There is also the matter of trust, not the kind negotiated in Washington or measured in SDR allocations, but the kind that lives in markets, boardrooms, and shops that still price goods in whispers of dollars and euros. Ethiopia’s economic story is no longer just about reform, but about whether reform fatigue turns into reform reversal, or if careful stewardship can turn exhaustion into resilience.
There are no guarantees. The IMF projects global growth ticking back up in 2025 and 2026, but warns about tariff shocks that could ripple back through commodity and currency markets. Domestic credit is expanding, foreign exchange earnings from gold and coffee have improved, and remittances are rising. But growth without stability is noise, and stability without confidence is still fragility with better PR.

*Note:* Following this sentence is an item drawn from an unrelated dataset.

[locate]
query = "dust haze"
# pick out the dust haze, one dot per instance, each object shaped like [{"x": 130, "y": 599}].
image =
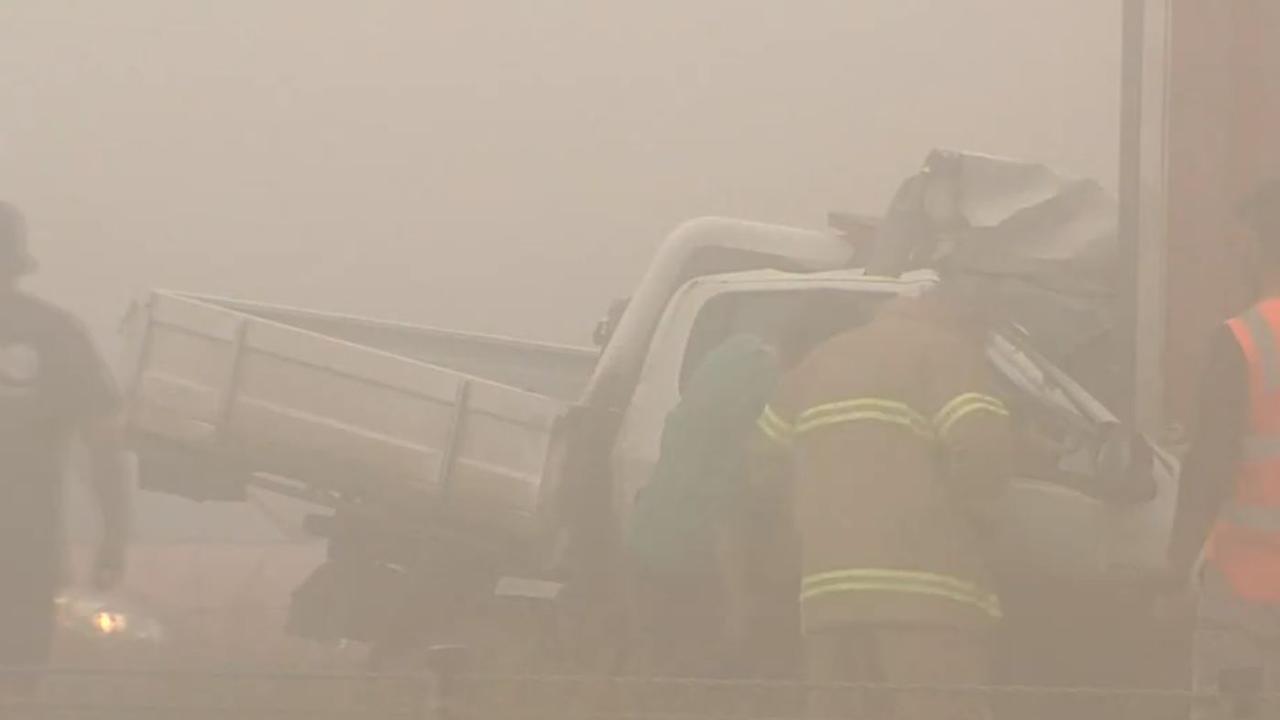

What happens next is not just about personality, though personality will shape how the institution speaks and regulates. It is not just about numbers, though numbers will determine how far policy can stretch before something snaps. It is about whether Ethiopia is entering the consolidation chapter of its economic experiment, the part where the reforms stop being promises and start being tests.
Eyob Tekalign begins his governorship not with the luxury of reimagining the system, but with the burden of proving that the system he helped design can hold. His success will not be measured by the novelty of his decisions, but by the steadiness of his execution, and by how little or how much ordinary Ethiopians feel the difference between policy and pain.
If this is a transition of style, not substance, then perhaps style is exactly what the moment demands: less show, more signal; less noise, more intent. The story from here will not be written in announcements, but in the slow, difficult work of disciplining a financial sector, taming inflation without killing credit, and navigating an IMF deal while pretending not to be constrained by one.
The question is not whether Eyob will change the direction of Ethiopia’s economy. The question is whether he can keep it from veering off course, and whether, in the process, the institution he leads becomes quieter, sharper, and more certain of its lane.
That kind of leadership doesn’t trend. But it leaves traces.